Heterogeneous distribution of diffusive behaviors and brightness of ARG3 mRNP particles. (A) Distribution of diffusion coefficients for 231 mRNA trajectories. The average trajectory length used to calculate D was 673 time steps. The mean diffusion coefficient ...

The mean ensemble diffusion coefficient from this analysis was 0.039 μm2/s, which is consistent with previous measurements in other organisms (32, 33, 51). The peak of the distribution, which is more representative of the majority of behaviors, was 0.018 μm2/s. The highest diffusion coefficient observed was 0.40 μm2/s. For a homogenous population of Brownian particles with diffusion coefficients measured by finding the slope of the MSD, a characteristic distribution of experimentally observed diffusion coefficients is expected due to limited numbers of position measurements (20, 22, 49). The observed distribution of D values shown in Fig. 2 is far broader than a simulated Brownian distribution with excess density at larger values of D (see SI Text). Although a distribution of diffusion coefficients for mRNPs in yeast has not, to our knowledge, been previously reported, there are two well-established reasons to expect a broad distribution of diffusion coefficients: first, the heterogeneity of the mRNPs themselves, and second, the heterogeneity of the cellular environment. Because the ARG3 mRNPs we studied most likely comprise not single mRNAs, but a conglomeration of one or more mRNA molecules, ribosomes, RNA-binding proteins, and other mRNP associated entities (52), it is reasonable to expect a wide variety of particle sizes, and thus, a variety of diffusion coefficients.

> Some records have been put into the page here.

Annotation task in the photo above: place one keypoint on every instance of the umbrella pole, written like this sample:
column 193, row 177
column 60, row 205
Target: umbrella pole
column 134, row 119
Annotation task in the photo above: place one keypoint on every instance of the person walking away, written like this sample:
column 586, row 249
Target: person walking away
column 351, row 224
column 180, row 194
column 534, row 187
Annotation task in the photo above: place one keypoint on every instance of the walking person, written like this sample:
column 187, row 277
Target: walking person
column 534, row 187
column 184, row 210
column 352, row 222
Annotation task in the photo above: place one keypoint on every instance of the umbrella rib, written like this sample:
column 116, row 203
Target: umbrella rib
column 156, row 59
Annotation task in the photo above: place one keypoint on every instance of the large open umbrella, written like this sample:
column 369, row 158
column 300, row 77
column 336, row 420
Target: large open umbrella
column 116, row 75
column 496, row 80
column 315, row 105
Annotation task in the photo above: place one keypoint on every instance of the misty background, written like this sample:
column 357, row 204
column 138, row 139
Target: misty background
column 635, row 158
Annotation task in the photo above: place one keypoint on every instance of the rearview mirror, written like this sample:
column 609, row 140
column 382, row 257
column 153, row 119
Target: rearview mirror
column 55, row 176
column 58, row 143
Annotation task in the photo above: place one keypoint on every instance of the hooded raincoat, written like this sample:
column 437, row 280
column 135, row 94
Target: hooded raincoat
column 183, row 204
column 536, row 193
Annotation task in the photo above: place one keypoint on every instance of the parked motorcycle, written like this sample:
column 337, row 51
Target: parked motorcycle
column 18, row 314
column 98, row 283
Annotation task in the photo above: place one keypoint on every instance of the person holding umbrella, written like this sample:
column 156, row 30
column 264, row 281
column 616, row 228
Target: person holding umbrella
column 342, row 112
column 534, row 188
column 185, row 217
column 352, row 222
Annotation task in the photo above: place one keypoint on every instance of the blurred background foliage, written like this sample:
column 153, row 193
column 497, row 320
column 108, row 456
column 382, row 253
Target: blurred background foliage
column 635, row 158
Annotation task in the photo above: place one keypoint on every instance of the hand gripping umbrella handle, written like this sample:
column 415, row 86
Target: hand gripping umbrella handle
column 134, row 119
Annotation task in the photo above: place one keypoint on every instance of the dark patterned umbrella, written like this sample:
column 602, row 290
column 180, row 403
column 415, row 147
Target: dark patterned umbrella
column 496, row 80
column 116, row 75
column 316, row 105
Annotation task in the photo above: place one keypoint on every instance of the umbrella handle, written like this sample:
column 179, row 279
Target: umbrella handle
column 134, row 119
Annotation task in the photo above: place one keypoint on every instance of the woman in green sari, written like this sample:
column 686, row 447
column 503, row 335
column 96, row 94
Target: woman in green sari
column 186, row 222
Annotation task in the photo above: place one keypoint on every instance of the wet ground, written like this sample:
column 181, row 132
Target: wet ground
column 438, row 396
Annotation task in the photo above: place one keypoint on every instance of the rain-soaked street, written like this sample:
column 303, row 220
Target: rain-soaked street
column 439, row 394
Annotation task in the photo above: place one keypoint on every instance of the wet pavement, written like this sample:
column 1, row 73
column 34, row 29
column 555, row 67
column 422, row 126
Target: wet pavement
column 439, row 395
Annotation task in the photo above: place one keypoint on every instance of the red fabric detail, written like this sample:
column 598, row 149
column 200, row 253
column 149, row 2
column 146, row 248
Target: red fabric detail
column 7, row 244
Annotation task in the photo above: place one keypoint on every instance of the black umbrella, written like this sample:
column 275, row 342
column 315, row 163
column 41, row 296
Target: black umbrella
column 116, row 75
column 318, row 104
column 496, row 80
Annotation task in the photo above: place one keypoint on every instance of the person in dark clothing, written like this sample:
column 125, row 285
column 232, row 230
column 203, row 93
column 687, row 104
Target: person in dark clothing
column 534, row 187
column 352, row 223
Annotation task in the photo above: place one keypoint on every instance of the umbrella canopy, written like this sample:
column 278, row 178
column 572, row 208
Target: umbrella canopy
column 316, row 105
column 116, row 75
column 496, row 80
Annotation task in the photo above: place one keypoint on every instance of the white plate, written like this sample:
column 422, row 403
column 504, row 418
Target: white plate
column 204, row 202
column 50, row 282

Variation in the apparent brightness of the particles, which is roughly proportional to the number of EGFP units bound, provides evidence for particle heterogeneity; precise counting of the number of EGFPs is not the goal here (53). To carefully measure the photon emission rate of the particles, the phase modulation of the spatial light modulator was turned off and the mRNPs were imaged in standard 2D wide-field epifluorescence mode. In a histogram of particle brightness measured in absolute numbers of photons detected above background per 15-ms image (Fig. 2B), a peak at around 2,500 photons/15 ms is likely to represent single ARG3 mRNA molecules with ~36 bound EGFPs. (For more details on the photon counting in Fig. 2B, see SI Text.) Particles with higher photon counts therefore suggest mRNPs containing more than one labeled ARG3 mRNA molecule (39). This wide distribution of particle brightness and the heterogeneity in apparent diffusion coefficient (Fig. 2A) may both be due in part to heterogeneous mRNP composition and stoichiometry.

Classifying Changes in mRNP Motion

In the above discussion the average values of parameters such as the diffusion coefficient and localization precision were measured from entire trajectories, where each trajectory gives one diffusion coefficient and one localization precision. Although time-average quantities from each trajectory can be used to assess global heterogeneity, we seek a deeper picture of the mRNP dynamics. The trajectories lasted on average for 673 time steps or 10.1 s, which was long enough to observe switching between different modes of transport. By analyzing the behavior of each individual trajectory we were able to objectively classify intervals of dynamic behavior of each particle into one of three main modes, (i) confined (or stationary), (ii) directed, or (iii) diffusive. The two tests we used to define periods of confinement and directed transport, respectively, were each based on cutting a long trajectory into much shorter subtrajectories that were then subjected to a statistical test comparing the observed behavior to a null hypothesis. For both cases, the null hypothesis was a simulated three-dimensional unobstructed Brownian random walk with an average D and localization precision identical to the measured values for the corresponding experimental trajectory. As a probability threshold for classifying a behavior as deviating from the null model, we required that only 5% of the simulated Brownian trajectories would have been incorrectly characterized as confined or directed, respectively. Clearly, one could apply even more complex statistical analysis to the three-dimensional trajectories obtained using the DH-PSF, especially the apparently diffusive subtrajectories. For example, by using a maximum likelihood estimation scheme rather than fitting the MSD, one can more accurately sense changes in D as a function of time (50). One could also further analyze the periods of anomalous subdiffusive movement (sublinear time-lag dependence of the MSD) to understand the finer details of the cellular environment (54, 55).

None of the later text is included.